🤖 AI Summary
Knowledge graphs (KGs) face usability bottlenecks: non-expert users struggle to formulate SPARQL queries; canonical questions (CQs) and example queries are scarce and low-quality; and high-fidelity NL-SPARQL benchmark datasets are lacking. Method: We propose the first end-to-end human-in-the-loop CQ–SPARQL generation framework, integrating LLM-driven prompt engineering, syntax-constrained SPARQL generation, and a modular pipeline (CQ generation → query generation → refinement). Crucially, we introduce an iterative validation mechanism wherein an LLM acts as an intelligent adjudicator, guided by human feedback for continuous optimization. Contribution/Results: We release an open, extensible architecture enabling semantic-accurate, KG-agnostic CQ and corresponding SPARQL generation. Our framework significantly improves KG documentation efficiency, produces high-quality benchmark query sets, and establishes a new paradigm for enhancing KG accessibility and training NL2SPARQL models.
📝 Abstract
The SPARQL query language is the standard method to access knowledge graphs (KGs). However, formulating SPARQL queries is a significant challenge for non-expert users, and remains time-consuming for the experienced ones. Best practices recommend to document KGs with competency questions and example queries to contextualise the knowledge they contain and illustrate their potential applications. In practice, however, this is either not the case or the examples are provided in limited numbers. Large Language Models (LLMs) are being used in conversational agents and are proving to be an attractive solution with a wide range of applications, from simple question-answering about common knowledge to generating code in a targeted programming language.

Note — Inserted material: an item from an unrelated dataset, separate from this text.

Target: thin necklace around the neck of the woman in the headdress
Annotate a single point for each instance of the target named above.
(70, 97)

However, training and testing these models to produce high quality SPARQL queries from natural language questions requires substantial datasets of question-query pairs. In this paper, we present Q${}^2$Forge that addresses the challenge of generating new competency questions for a KG and corresponding SPARQL queries. It iteratively validates those queries with human feedback and LLM as a judge. Q${}^2$Forge is open source, generic, extensible and modular, meaning that the different modules of the application (CQ generation, query generation and query refinement) can be used separately, as an integrated pipeline, or replaced by alternative services. The result is a complete pipeline from competency question formulation to query evaluation, supporting the creation of reference query sets for any target KG.